Mittwoch, 3. Oktober 2018

Flachetappe nach Tudela


Das Wetter war heute wieder bestens und auch die Temperaturen sind gestiegen. Am Morgen zwar noch angenehm frisch, doch tagsüber stieg das Termometer bis auf 30 Grad. Die heutige Etappe war eine Flachetappe und mit Rückenwind kam man entsprechend gut voran. Heute ging es durch das Tal des Ebro. Ausserhalb von Logrono hatte es wieder viel Industrie, doch das Verkehrsaufkommen hielt sich sehr in grenzen. Ab und zu war der Ebro neben mir oder in Sichtweite, doch oft sah man den Fluss gar nicht. Zuerst ging es auf einer grossen Strasse mit perfektem Belag voran. Mit dem Rückenweind hatte man hier ein super Tempo und kam zügig voran. Dazwischen gab es aber auch ein paar Stücke auf einem Feldweg. Da diese Wege doch recht grob sind ging es deutlich langsamer voran.
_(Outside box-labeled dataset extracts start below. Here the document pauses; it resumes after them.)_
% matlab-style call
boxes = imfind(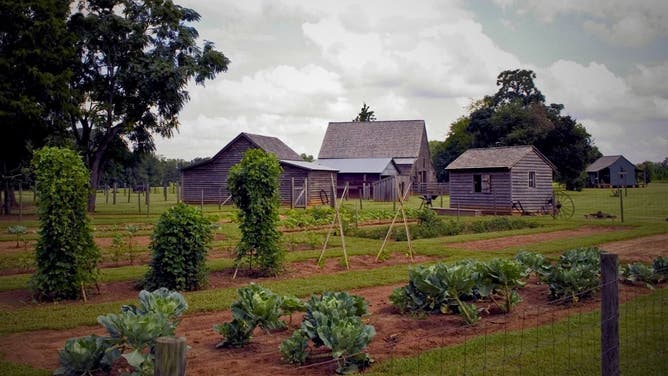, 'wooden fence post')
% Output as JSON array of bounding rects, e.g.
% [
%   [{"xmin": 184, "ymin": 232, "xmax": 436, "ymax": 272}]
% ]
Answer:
[
  {"xmin": 154, "ymin": 337, "xmax": 186, "ymax": 376},
  {"xmin": 601, "ymin": 253, "xmax": 619, "ymax": 376}
]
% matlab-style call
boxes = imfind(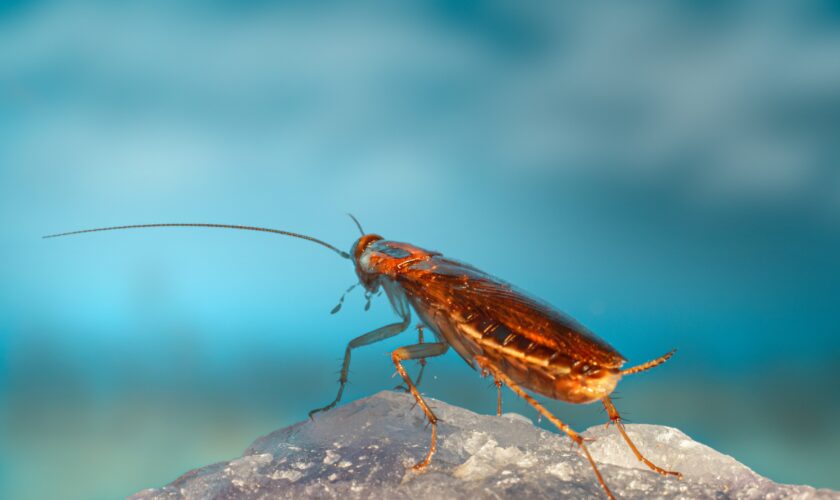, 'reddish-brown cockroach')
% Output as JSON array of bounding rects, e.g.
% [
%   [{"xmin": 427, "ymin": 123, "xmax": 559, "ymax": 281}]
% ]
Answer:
[{"xmin": 45, "ymin": 215, "xmax": 681, "ymax": 498}]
Heute war es doch ziemlich einsam unterwegs. Nur selten wurde ein Dorf durchfahren. Und wenn, war es meistens ausgestorben. So dauerte es bis zu Kilometer 80 bis ich doch noch zu einem Getränk und einem Sandwich kam. Auch heute konnte ich fast die gesamte Etappe ohne Verkehr fahren. Nun bin ich in der Provinz Navarra. Tudela, mein heutiger Etappenort ist südlich in dieser Provinz und liegt direkt am Ebro. Tudela hat ca. 35'000 Einwohner und in der Stadt ist ein reger Betrieb. So konnte ich den Abend noch gemüthlich auf dem grossen Platz verbringen und mich von den heutigen Strapazen erholen.